Runtime for a single prediction: 3.12ms
Since the blank MobileNet model (random initialization) will cause overfitting, we tried MobileNet pre-trained on imagenet, froze its convolution layers, and retrained its fully connected layers on our data. Our data set is all the three tranches excluding the null and unknown values, with about 36k images. We trained on 30 thousand images with a 0.5 validation split and tested the model on the remaining 6 thousand. The model was trained on Google Colab. The results are as follows:
Similar to MobileNet, we used the same training, validation, and test set. And we froze the convolutional layers pre-trained on imagenet and retrained the fully connected layers. The model was trained on Google Colab. The results are as follows:
Runtime for a single prediction: 2.89ms
We also implemented some preprocessing techniques. The edge detection code was from group 2. We combine the original image and the edge-detected image together into the training set. The following models were trained on the CARC system from USC. We tried MobileNet pre-trained on imagenet, first training on the original images. Then we trained the model on edge-detected images combined with original images to see if there is any improvement.
As a result, we don’t see considerable improvement in accuracy. It may be due to the following reasons: the convolutional layers are frozen or edge detection is not effective. In order to check the reason, we unfroze the convolutional layers in MobileNet and trained the model.
Runtime for a single prediction: 2.90ms
Surprisingly, the accuracy increases as we unfroze the layers. The validation accuracy is now about 90%.
In this file, we process a video by cutting the video into individual frames as a list of images in order to make posture predictions. We can load any of the above models to make predictions.

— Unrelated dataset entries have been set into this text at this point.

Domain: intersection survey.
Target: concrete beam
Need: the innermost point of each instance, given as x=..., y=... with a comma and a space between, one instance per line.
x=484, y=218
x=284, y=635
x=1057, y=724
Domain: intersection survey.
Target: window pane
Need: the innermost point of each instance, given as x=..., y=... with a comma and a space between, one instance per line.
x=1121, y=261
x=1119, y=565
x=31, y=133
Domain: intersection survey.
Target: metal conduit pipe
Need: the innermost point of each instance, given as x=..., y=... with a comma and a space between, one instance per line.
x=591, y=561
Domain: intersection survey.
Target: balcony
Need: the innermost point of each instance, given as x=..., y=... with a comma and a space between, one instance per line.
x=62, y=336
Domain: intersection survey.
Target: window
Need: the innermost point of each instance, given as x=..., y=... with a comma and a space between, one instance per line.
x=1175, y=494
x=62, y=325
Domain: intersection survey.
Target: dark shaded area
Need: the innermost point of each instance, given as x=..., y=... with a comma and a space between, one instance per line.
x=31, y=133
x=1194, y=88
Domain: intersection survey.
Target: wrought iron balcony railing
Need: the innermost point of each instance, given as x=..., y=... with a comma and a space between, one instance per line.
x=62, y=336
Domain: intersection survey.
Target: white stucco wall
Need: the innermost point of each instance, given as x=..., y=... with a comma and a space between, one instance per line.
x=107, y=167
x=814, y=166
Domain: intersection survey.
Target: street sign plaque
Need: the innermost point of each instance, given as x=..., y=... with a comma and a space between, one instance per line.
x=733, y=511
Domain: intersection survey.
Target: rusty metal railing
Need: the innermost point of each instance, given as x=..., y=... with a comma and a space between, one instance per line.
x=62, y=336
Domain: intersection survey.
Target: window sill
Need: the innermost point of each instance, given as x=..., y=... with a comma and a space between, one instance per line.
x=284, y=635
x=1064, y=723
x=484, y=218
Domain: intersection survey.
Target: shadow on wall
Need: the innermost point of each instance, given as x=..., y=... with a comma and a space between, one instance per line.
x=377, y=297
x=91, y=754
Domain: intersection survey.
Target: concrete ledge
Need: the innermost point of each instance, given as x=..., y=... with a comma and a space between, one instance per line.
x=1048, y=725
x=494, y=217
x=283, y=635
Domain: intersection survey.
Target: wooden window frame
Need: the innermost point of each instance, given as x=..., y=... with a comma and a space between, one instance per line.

Ratio of the pictures was affected by posture and the amount of people. The pictures with standing had the highest ratio, followed by sitting and lying. The fewer the people, the higher the ratio. Also, the non-occluded pictures had higher ratios as well.
One of the improvements that our group found was dropping out the images with extreme ratios. This is because the outliers in picture ratios can dilute the actual results. Also, we found that object detitions could be a better improvement in results. Focusing on the center of the object, instead of the edges could lead to higher accuracy then the edge-detection system. Furthermore, taking a region of the graph instead of resizing the whole image could lead to a better accuracy. Finally, we decided that we would split the loudness and/or number of people in the image for more complete data.